Credits: Closet Cooking

A perfect recipe for these coming summer days. Light but full of flavor and you could almost say it’s refreshing just by looking at it. After trying it will become one of your favorite and go-to summer recipes. 

Starting from the base of quinoa tabbouleh salad and a topped of tender chicken shawarma, this recipe is made up of powerful ingredients that will delight you and your guests. 

Easy to make there is not much to prepare, chicken is easy to cook and the other ingredients are easy to assemble and prepare, you can have a warming meal ready within half an hour and is great for up to 4 servings. Make this on a nice Sunday lunch or when you are craving a nice light full meal without many carbs. 

Our ingredients for these Chicken Shawarma Quinoa Tabbouleh Salad Bowls will be quinoa tabbouleh, some grilled chicken, hummus, olives, feta cheese, and one avocado. Another thing that is needed is the tahini dressing, based on tahini, lemon juice, garlic, salt, and some water. 

So we are making three dishes into one, you can buy most of these stores made, or pre-made like the quinoa salad the same as the hummus, or you can make them from scratch which means you will take a long time preparing this meal. If you decide to make hummus, it is best to make them the night before, so you can save some time. 

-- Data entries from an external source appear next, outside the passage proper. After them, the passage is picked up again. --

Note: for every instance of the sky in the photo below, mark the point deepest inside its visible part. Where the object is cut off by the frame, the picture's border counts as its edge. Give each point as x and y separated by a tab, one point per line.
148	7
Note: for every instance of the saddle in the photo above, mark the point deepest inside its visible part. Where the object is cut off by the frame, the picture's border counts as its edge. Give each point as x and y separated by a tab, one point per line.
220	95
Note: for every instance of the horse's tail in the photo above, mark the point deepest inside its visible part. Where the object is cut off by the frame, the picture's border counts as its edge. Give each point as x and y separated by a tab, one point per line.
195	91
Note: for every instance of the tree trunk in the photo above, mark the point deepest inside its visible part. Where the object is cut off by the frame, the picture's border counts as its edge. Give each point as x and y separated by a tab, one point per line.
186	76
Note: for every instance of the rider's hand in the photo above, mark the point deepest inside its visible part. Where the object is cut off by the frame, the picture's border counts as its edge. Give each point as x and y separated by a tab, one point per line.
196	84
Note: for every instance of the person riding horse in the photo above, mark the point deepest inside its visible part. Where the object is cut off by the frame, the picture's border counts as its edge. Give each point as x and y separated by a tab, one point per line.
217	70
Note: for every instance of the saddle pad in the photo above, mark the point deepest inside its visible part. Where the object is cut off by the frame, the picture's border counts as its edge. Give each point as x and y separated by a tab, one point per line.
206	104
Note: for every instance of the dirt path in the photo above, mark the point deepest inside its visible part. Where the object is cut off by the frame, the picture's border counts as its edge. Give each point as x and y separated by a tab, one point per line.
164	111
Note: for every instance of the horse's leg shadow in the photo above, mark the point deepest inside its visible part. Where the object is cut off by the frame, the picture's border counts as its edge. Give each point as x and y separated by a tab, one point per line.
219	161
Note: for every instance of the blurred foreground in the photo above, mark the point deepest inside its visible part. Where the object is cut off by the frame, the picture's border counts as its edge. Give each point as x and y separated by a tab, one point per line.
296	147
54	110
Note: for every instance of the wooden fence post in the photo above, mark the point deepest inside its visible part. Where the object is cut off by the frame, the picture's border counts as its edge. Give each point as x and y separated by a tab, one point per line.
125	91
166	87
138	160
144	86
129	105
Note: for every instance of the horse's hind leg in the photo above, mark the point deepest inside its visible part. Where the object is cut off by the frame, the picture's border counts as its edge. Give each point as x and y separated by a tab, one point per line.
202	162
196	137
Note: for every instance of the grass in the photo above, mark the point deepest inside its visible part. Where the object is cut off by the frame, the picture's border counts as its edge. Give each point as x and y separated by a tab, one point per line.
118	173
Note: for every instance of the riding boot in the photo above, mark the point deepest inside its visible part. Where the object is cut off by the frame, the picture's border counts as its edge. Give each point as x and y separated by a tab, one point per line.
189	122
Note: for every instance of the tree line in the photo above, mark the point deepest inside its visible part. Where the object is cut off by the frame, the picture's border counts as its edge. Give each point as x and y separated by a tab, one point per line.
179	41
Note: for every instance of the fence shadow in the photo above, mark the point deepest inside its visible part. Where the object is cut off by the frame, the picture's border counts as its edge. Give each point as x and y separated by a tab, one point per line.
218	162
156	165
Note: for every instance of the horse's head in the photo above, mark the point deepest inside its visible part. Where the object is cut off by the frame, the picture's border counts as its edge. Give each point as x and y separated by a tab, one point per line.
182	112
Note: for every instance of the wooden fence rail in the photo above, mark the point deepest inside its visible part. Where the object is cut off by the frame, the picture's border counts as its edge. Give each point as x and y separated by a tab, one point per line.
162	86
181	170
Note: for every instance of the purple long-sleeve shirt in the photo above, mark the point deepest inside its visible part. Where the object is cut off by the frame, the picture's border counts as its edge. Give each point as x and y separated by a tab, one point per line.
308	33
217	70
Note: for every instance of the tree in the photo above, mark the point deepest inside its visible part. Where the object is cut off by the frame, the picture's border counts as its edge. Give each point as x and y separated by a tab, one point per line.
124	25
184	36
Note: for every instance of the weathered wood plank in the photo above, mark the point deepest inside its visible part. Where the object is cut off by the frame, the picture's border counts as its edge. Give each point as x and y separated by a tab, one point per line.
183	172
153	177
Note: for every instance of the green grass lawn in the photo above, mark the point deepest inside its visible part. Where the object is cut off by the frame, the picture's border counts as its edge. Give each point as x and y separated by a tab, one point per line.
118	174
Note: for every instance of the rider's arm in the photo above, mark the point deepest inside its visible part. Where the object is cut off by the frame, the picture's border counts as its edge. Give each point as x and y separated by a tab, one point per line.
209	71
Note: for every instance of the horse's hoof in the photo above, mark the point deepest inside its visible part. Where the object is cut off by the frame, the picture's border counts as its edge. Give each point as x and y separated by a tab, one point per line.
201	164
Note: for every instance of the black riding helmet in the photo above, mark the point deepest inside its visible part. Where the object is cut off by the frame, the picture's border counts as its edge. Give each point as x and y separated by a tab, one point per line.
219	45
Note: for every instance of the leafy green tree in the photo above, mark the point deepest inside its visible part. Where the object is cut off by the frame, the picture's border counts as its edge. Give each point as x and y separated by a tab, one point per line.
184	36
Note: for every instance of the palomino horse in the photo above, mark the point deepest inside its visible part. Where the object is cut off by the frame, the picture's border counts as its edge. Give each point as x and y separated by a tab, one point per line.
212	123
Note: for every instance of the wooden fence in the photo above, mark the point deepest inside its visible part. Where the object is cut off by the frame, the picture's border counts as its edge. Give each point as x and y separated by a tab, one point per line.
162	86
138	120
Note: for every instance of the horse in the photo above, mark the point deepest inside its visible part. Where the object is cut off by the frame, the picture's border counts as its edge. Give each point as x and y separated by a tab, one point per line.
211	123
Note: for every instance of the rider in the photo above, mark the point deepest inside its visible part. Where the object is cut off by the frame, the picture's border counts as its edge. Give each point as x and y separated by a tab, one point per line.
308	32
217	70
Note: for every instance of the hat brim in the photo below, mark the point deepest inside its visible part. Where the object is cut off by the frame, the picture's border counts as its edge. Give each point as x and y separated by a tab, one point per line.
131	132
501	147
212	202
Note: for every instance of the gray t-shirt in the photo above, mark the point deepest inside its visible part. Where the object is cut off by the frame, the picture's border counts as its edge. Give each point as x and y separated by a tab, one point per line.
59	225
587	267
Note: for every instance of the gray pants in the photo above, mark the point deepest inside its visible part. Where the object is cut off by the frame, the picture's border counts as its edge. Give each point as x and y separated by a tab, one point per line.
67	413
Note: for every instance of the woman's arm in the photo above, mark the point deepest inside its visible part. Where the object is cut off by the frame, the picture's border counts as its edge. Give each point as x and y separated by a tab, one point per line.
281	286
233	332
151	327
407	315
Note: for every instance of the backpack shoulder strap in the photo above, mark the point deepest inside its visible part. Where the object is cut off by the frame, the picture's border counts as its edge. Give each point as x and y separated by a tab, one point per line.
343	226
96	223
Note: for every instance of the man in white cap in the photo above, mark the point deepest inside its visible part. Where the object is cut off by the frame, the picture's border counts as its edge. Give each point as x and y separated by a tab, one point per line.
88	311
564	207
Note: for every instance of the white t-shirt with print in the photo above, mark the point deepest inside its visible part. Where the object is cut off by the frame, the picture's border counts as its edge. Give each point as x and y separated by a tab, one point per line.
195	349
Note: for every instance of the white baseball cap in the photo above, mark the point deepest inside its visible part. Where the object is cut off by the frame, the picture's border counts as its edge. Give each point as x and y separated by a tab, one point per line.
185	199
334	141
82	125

For the quinoa salad, simply boil some water and add the quinoa, once it’s tender mix the chopped tomatoes, cucumber, parsley, mint, and some green onion, spray some lemon juice, add extra salt and pepper and a touch of olive oil. 

To make Chicken Shawarma Quinoa Tabbouleh Salad Bowls you will need boneless chicken breasts and marinate them with lemon juice, garlic, and shawarma seasoning (a mix of cumin, coriander, paprika, turmeric powder, cayenne, ground cloves, nutmeg, cinnamon, black pepper, and salt). Then simply cook it at medium heat. 

For a smooth chickpea hummus, you will need to place the chickpeas in a bowl of water and mix with baking soda the night before. The next day you need to boil your chickpeas until they get soft enough for you to be able to mash them with your fingers and peel the skin. Make a puree with the peeled chickpeas and mix in a blender or food processor with some tahini, garlic and lemon juice. 

The only thing you need to do once you have your hummus, quinoa salad and grilled chicken shawarma sliced is to assemble your salad, your base being the quinoa salad, then you add some of the hummus, top it with the sliced grilled chicken shawarma and top it with the lemon tahini dressing. Garnish your salad with some avocado slices, feta cheese, and olives.